Derrière le tintamarre provoqué par l’arrivée de Lucas Chevalier au Paris Saint-Germain, l’autre transfert notable de ce samedi, c’est celui d’Enzo Millot, transféré de Stuttgart à Al-Ahli, en Arabie saoudite, contre une trentaine de millions d’euros. Un sacré retournement de situation quand on sait que le capitaine des Bleuets était cité avec insistance du côté de l’Atlético de Madrid il y a encore quelques jours. Passer d’une solide équipe de Bundesliga, dans laquelle il s’est aguerri pendant quatre ans, à un candidat au titre de Liga habitué à disputer la Ligue des champions : la transition était toute trouvée pour le milieu de terrain, qui s’apprêtait à franchir un palier plutôt logique dans sa jeune carrière. Seulement voilà : d’après L’Équipe, Enzo Millot n’aurait « jamais ressenti d’attachement réel dans le discours des différents clubs européens » qui le convoitaient, à savoir Naples, la Juventus, l’Inter, mais aussi le Paris FC, Galatasaray, Tottenham et, donc, les Colchoneros.

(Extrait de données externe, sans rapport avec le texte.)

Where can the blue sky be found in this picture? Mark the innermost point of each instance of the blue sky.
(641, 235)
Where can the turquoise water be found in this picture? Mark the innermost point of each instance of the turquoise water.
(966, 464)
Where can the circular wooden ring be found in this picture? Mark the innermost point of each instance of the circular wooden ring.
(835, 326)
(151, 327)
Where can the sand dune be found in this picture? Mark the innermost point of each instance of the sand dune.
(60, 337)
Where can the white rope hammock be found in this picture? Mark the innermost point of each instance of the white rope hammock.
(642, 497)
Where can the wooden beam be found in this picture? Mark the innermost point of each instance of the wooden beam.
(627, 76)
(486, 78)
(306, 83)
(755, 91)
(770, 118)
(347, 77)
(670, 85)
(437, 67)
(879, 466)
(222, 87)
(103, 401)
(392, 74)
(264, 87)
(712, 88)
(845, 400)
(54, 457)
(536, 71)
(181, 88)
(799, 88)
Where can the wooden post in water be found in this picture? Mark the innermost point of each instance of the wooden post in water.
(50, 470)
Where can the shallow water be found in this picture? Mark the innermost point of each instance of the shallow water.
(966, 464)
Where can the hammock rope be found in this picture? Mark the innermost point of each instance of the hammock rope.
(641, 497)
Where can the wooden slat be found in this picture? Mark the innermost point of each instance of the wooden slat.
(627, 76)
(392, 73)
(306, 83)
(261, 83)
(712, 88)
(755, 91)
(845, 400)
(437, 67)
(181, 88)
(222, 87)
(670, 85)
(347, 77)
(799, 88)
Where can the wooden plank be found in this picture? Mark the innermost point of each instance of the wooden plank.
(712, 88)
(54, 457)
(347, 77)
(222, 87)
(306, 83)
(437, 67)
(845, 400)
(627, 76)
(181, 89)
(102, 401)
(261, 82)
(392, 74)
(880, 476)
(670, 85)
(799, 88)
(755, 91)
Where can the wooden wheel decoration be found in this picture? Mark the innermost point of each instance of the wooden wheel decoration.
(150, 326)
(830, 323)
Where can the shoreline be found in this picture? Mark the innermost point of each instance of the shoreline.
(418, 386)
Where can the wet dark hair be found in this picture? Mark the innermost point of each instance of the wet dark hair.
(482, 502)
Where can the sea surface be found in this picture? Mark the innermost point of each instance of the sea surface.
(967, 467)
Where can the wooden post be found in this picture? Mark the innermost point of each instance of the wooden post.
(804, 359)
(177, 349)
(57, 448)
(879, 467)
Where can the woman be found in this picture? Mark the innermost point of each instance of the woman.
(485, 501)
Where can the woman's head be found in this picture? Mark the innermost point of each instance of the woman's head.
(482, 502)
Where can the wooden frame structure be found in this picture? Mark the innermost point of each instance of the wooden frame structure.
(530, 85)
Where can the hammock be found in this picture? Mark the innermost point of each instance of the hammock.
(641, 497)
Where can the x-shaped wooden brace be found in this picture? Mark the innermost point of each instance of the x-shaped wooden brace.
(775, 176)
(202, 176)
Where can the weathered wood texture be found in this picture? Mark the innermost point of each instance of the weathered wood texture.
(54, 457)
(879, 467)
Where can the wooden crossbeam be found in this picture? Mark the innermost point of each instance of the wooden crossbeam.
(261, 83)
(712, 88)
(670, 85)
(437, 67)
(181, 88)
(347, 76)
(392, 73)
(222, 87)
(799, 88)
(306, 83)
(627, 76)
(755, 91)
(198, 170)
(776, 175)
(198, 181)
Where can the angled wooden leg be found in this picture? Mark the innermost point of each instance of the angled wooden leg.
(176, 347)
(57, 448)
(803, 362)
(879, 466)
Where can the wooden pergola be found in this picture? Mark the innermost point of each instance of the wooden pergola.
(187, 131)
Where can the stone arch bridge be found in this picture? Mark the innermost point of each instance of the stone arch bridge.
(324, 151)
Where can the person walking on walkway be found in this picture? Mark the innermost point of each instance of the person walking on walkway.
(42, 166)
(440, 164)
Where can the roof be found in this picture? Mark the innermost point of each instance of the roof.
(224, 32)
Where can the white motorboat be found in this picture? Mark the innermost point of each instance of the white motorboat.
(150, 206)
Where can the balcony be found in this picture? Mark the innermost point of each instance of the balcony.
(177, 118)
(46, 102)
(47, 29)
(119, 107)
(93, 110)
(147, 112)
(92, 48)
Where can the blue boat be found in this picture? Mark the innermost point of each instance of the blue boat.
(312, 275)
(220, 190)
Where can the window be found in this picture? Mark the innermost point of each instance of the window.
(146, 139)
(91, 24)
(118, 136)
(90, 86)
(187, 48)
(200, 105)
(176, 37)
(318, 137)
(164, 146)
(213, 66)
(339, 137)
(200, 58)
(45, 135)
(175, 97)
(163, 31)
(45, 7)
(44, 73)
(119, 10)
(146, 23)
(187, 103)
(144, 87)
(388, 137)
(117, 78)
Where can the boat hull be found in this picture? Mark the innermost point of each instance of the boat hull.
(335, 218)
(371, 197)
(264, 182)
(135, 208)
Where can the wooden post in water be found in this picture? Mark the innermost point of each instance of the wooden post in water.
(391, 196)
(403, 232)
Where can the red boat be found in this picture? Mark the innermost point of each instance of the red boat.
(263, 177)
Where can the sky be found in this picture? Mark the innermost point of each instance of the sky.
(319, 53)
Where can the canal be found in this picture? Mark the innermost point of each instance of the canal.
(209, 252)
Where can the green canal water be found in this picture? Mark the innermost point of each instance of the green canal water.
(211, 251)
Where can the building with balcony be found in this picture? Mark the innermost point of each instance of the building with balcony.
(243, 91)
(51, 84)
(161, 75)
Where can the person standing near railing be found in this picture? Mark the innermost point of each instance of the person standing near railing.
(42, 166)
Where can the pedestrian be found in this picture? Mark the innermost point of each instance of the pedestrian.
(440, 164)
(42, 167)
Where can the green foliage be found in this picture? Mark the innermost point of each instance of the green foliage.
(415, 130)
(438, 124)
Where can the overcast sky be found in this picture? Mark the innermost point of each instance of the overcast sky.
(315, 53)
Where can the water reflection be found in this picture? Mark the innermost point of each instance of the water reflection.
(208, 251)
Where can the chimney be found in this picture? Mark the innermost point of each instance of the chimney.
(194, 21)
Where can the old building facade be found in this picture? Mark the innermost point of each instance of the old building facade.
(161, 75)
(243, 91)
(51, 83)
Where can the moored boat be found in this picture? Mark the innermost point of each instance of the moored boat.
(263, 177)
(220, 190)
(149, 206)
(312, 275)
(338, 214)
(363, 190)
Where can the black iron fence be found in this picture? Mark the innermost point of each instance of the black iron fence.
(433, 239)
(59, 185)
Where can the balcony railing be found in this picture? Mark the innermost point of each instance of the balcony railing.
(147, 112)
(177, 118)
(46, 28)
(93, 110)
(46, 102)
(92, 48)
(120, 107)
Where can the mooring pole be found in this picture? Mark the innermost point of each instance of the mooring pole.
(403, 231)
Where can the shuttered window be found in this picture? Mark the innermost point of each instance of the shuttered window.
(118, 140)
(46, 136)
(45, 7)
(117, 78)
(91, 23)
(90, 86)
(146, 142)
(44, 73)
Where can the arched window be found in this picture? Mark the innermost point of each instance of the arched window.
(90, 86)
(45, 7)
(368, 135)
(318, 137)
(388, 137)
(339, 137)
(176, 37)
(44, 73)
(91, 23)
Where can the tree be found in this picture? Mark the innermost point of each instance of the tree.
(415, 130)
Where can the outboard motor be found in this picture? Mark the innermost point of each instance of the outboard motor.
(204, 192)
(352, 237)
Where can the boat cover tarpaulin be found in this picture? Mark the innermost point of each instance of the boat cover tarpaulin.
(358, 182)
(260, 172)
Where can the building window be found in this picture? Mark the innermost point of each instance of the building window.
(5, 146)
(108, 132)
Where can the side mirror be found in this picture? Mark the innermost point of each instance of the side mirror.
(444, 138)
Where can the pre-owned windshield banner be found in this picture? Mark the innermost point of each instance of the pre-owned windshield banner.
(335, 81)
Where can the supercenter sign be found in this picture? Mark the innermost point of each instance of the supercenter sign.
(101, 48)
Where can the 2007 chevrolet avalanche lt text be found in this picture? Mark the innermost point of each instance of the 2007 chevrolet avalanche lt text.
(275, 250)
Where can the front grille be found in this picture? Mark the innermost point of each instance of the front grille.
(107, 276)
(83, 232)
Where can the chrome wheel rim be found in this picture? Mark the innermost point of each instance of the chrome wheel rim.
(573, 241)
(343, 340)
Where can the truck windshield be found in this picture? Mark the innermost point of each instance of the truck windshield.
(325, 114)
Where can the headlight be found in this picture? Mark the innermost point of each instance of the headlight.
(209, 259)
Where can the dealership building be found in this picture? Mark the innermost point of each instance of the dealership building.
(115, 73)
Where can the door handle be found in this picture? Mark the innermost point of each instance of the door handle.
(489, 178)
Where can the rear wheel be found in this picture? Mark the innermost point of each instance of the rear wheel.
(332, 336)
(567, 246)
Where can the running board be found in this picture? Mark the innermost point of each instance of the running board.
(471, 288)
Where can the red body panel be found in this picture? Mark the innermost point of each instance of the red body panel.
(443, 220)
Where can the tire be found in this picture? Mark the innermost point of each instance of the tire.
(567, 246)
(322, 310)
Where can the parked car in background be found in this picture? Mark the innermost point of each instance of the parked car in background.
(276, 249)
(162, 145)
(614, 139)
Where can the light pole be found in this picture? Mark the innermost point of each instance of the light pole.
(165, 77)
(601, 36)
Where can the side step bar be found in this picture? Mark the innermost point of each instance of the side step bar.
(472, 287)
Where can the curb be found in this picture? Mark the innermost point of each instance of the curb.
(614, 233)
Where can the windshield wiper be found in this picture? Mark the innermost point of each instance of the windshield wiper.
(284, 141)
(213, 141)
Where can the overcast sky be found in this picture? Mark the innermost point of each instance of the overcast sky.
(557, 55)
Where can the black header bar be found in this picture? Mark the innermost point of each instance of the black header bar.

Autrement dit, l’intéressé avait le choix du roi pour s’ancrer un peu plus sur le Vieux Continent. Il a finalement décidé de s’envoler pour les bords de la mer Rouge et enfiler le numéro dix laissé libre par Roberto Firmino, au sein d’un club neuf fois champion d’Arabie saoudite et tenant du titre de la Ligue des champions asiatique. Pour le plus grand bonheur, quelque part, de son désormais ancien employeur, lequel encaisse dix millions de plus que les offres qui bruissaient jusqu’alors sur le marché des transferts. Le milieu de terrain rentre quant à lui dans le top cinq des transferts les plus coûteux de ce mercato estival en Saudi Pro League. Précision de taille : aucun des cinq joueurs en question (Mateo Retegui, Darwin Núñez, João Félix, Theo Hernández et Enzo Millot, donc) n’a plus de 27 ans.
Place aux jeunes !
Si les écuries saoudiennes faussent la concurrence sur le marché des transferts en disposant de moyens qui leur permettent de claquer des sommes folles à tous les étages, le mercato 2025 a ceci de particulier que les recrues qui font parler d’elles ne sont plus de vieilles gloires européennes ou sud-américaines en quête d’un dernier gros chèque avant la quille. Cependant, selon l’agent de joueurs Bruno Satin, invité de l’émission L’After Foot cette semaine, cette phase préliminaire, entamée à la suite du Mondial 2022 avec le recrutement de Cristiano Ronaldo à Al-Nassr, était indispensable car elle a permis aux clubs du championnat de « gagner un peu de notoriété à travers des joueurs expérimentés, des grands noms qui leur ont permis de s’installer dans le paysage ».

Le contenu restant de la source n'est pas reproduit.